Everything else upgrading to 13.0-RELEASE went swimmingly.


----------



## diego (Apr 14, 2021)

I got the same error on FreeBSD 12.2........you are not alone ogogon


----------



## metsuke (Apr 14, 2021)

vaskark said:


> I've received a different error:
> 
> `make: "/usr/share/mk/bsd.port.mk" line 32: Cannot open /usr/ports/Mk/bsd.port.mk`
> 
> Everything else upgrading to 13.0-RELEASE went swimmingly.


That's related to this thread: https://forums.freebsd.org/threads/...the-directory-usr-ports-mk.79812/#post-505966


----------



## ogogon (Apr 14, 2021)

And how can you successfully update the ports tree now?


----------



## richardtoohey2 (Apr 14, 2021)

Wait until portsnap is updated or try gitup - but not sure that will work on an unsupported version of FreeBSD like 10.4 (EOL 2 1/2 years ago).

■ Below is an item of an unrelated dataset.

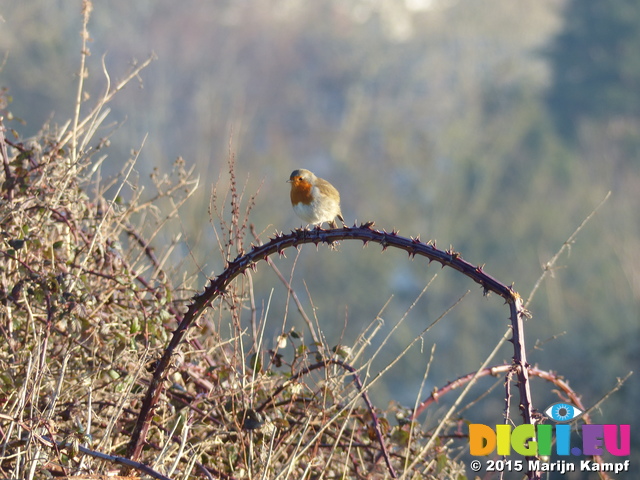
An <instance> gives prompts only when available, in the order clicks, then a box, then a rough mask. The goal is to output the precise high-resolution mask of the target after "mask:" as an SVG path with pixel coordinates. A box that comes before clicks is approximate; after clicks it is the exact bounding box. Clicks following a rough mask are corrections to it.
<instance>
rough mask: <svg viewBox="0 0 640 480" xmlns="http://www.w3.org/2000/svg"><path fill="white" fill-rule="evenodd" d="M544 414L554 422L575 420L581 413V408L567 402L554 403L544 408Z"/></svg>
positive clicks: (580, 414) (561, 422)
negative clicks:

If you look in the recent posts about the move to git and what's happening in ports there are various suggestions that might work.


----------



## richardtoohey2 (Apr 14, 2021)

e.g. https://forums.freebsd.org/threads/ports-transitioned-to-git.79598/page-8#post-505892


----------



## drhowarddrfine (Apr 14, 2021)

You can follow Warner Losh's article on his web page about using git to do all this instead of portsnap. It worked well when I tried it and, now that everything there is in its place, I'll be switching to it tomorrow sometime.

EDIT: Well, my links are all dead so I can't find the easy peasy method he outlined. I assume it's elsewhere, possibly the Handbook, but I need to find it, too.


----------



## ogogon (Apr 14, 2021)

richardtoohey2 said:


> Wait until portsnap is updated or try gitup - but not sure that will work on an unsupported version of FreeBSD like 10.4 (EOL 2 1/2 years ago).
> 
> If you look in the recent posts about the move to git and what's happening in ports there are various suggestions that might work.


I'm sorry, of course I meant 11.4.


----------



## SirDice (Apr 14, 2021)

The portsnap infrastucture is currently somewhat dodgy because it's in the process of being migrated. As all versions of FreeBSD use the exact same ports tree, all versions of FreeBSD will have problems with portsnap(8) at the moment. 









						unable to download ports using portsnap fetch by remote server
					

I'm trying to download ports(from remote server) using portsnap fetch but im getting error like "portsnap fetch should not be run non-interactively. Run portsnap cron instead". but i tried portsnap cron im able to download the compressed content inside /var/db/portsnap but seems its not the...




					forums.freebsd.org
				




Either have some patience or give net/gitup or devel/git a try and fetch the ports tree via git.


----------